Mr. Staley and other libertarian road-subsidy activists argue that car driving is a superior technology, as it allows one to travel farther, faster in many (uncongested) places. If the goals of mobility were this simple, they would be right in many cases; however, other community goals such as improving environmental and public health, efficiency of public services, and cost of living are affected by transportation mode. Bringing places physically closer together with a compact development pattern is a central purpose of Smart Growth because it furthers these goals. Mobility is improved by focusing on reducing the distances between places; Sprawl growth, by contrast, decreases mobility by pushing places further apart - resulting in an emphasis on increasing road and highway capacity in the hope that travel speed can make up the difference. Unfortunately, this planning approach, favored by libertarians, has exacted high costs on society that outweigh the benefit of increased mobility, as the term is defined by Mr. Staley.

Mobility And Access

I think the definitions of the two words are clear.

"Mobility ... is about moving people and goods from place-to-place" (as both Lewyn and Staley agree). The more movement of people and goods there is, the more mobility there is.

Access is about the ability to get to places you want to go, such as the places where you work and the places where you shop.

These definitions should make it very obvious that Staley is wrong to say say that greater mobility is necessarily better for society.

Imagine two cities that have the same layout except that WalkableCity is four times as dense as SprawlCity. People in SprawlCity travel twice the distance as people in WalkableCity to commute to work, to go to the store, or to get to other destinations. There is twice as much mobility in SprawlCity but equal access in SprawlCity and WalkableCity.

All else being equal, the people in SprawlCity are worse off: they have to spend twice as much on transportation as the people in WalkableCity with no extra benefit.
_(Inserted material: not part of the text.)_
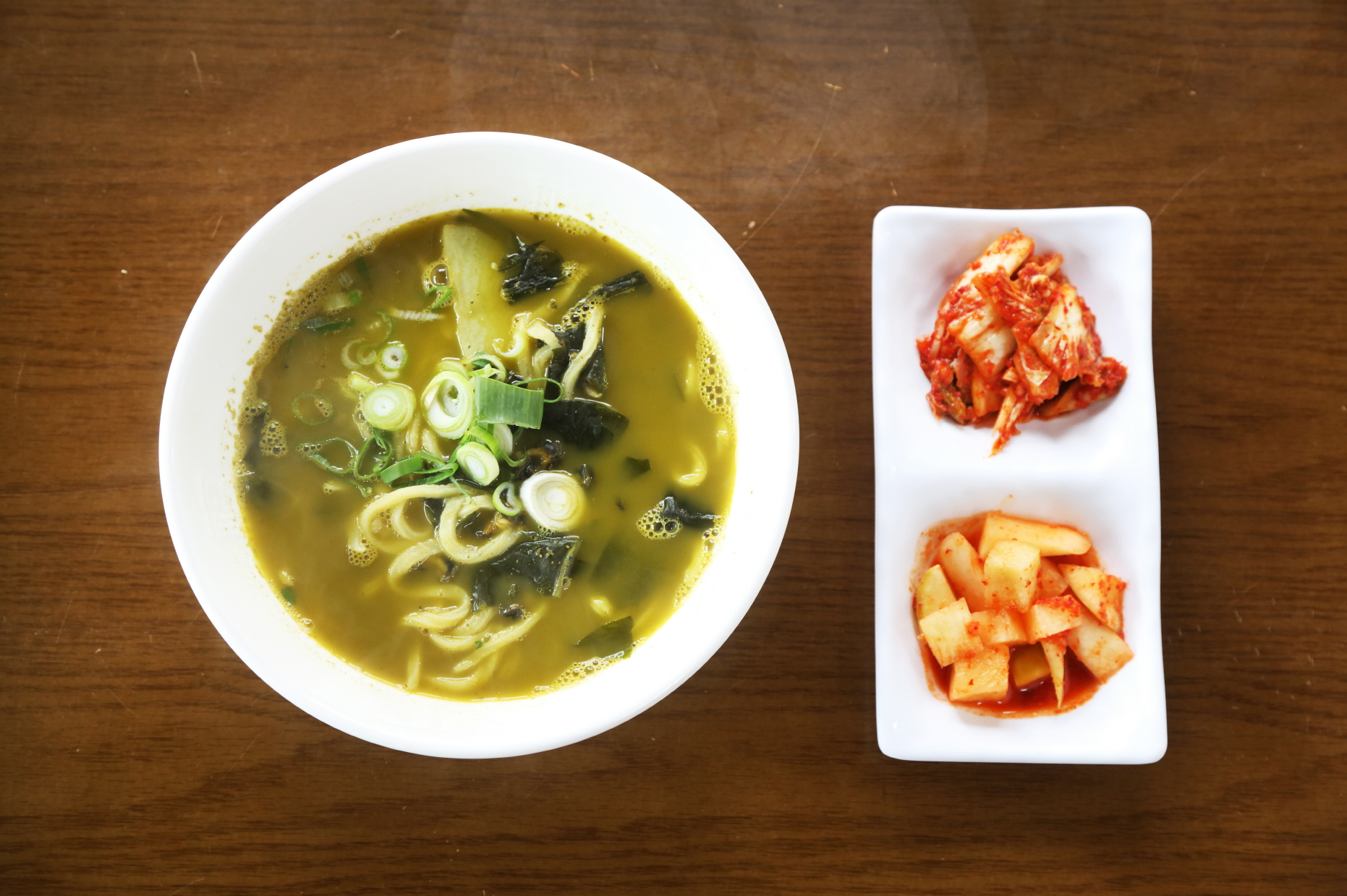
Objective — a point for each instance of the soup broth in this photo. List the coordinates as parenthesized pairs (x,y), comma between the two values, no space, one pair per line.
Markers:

Anyone who claims that more mobility is necessarily good for society is blind to what has happened to American cities during the last 50 years, when mobility has increased dramatically (per capita VMT more than doubled) with huge costs and without significant benefits.

Charles Siegel

Good Points about Context of Access and Mobility

Would this be a meta-conversation? I love talking about how to talk probably more than planning to plan.

It's a good conversation; I realize that I was thinking in the somewhat narrow spectrum of transportation planning. Coming from engineering origins, I tend to think operationally, i.e. sometimes down in the details.

In my example, I referred to access at the origin of one's trip and of course I agree access is equally important at the destination as others have pointed out. It's also important between modes, segments of a trip, etc. Sometimes it's necessary to think at that level of detail, but in the bigger picture, if someone lacks access anywhere along the way, then I would say accessibility to their destination is the challenge.

On the the topic of valuing mobility, I didn't read Staley's piece as being auto-centric at first--he seemed to be making the case for context. It's a tricky question to ask if increased mobility is always good. For any fixed set of land use conditions, I can't see why it wouldn't be in our interest to improve mobility because it goes hand in hand with resource efficiency. However, as Charles noted, if the distance between places is very high we'd be better served to turn our attention to smarter land use and reduce total resource consumption first. My guess is that's when my agreement with anyone at the Reason Foundation would stop, but again--different discussion.